Por sua vez, o presidente do Município, Jorge Vala, deu «os parabéns à comunidade do Arrimal pela obra [do Salão] que está aqui praticamente concluída e que começou a ser pensada há uns anos» e pela recuperação das peças de arte sacra. Segundo o edil, «devemos pensar o futuro e viver o presente sem nunca esquecer a memória e é nesse sentido que se vai recuperar a Igreja Velha, um templo que tem uma história muito ligada à população do Arrimal e que não podemos deixar morrer», frisou.
Jorge Vala mostrou-se bastante satisfeito com o desfecho das negociações iniciadas com a Diocese em 2019 e das quais resultou o protocolo «que responsabiliza o Município a reabilitar este templo». Antes de falar daquilo que será o futuro Centro Comunitário e de se congratular por «um dos mais promissores arquitetos da nova geração do nosso país ter aceitado ser parceiro», referiu que no imediato a Câmara vai «limpar e vedar o espaço da igreja e analisar onde tem de intervir».

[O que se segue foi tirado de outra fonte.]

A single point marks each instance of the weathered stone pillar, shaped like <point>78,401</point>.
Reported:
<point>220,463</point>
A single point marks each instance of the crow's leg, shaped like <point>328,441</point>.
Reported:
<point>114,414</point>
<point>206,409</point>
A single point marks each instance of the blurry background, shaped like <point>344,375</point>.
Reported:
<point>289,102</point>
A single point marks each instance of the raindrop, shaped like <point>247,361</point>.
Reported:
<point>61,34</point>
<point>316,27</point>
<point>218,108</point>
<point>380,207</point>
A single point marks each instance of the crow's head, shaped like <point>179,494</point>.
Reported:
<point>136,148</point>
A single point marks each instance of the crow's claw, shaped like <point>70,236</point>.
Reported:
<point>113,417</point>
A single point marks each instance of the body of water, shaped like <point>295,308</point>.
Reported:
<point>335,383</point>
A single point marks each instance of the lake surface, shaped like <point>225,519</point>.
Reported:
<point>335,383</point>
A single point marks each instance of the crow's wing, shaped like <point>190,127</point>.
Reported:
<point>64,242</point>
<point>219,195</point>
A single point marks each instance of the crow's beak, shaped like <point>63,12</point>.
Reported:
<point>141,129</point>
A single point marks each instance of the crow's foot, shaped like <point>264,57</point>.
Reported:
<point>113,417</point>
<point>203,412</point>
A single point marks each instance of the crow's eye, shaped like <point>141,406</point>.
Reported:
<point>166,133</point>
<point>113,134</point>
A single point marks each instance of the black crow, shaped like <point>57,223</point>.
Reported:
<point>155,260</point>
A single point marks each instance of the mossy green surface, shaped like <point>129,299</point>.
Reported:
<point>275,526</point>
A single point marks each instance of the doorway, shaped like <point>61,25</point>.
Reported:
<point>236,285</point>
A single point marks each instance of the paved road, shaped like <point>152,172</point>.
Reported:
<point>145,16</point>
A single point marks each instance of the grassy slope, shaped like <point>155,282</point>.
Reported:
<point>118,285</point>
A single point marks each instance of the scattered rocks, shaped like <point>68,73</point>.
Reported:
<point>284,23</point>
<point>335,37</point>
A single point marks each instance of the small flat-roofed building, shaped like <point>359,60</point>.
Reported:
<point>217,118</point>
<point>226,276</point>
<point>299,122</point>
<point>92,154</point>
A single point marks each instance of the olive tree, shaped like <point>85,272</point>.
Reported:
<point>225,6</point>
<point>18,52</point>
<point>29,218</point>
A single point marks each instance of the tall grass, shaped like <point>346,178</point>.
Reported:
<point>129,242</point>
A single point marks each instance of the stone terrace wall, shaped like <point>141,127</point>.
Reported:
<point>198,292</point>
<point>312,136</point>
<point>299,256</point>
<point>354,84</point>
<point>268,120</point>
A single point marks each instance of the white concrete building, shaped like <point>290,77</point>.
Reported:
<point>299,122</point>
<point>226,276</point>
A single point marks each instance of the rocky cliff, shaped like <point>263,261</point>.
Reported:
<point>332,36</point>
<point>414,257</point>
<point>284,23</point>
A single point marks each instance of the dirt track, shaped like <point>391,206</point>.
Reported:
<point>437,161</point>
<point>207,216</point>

Por último, o Vigário-Geral da Diocese, padre Jorge Guarda, felicitou a paróquia por mais este novo edifício «que servirá para múltiplas atividades, desde a confraternização, à cultura, para usufruto da comunidade mas também para iniciativas de angariação de meios para a subsistência da paróquia». O representante do bispo diocesano felicitou também a Câmara «por ter aberto esta possibilidade de recuperação da Igreja Velha do Arrimal», um edifício que diz acompanhar «há mais de 20 anos e que era uma preocupação para a qual não se via solução», sublinhou. De acordo com o padre Jorge Guarda, este tipo de edifícios depois de recuperados têm «uma função prática mas também um valor memória» e isto é muito importante porque «uma comunidade sem memória é uma comunidade sem vida, sem coisas para contar, sem valores para viver e para transmitir aos vindouros». Além disso «a memória ajuda a alimentar a espiritualidade», defendeu.
O responsável diocesano fez ainda um veemente apelo para que a população usufrua e acarinhe o futuro centro comunitário.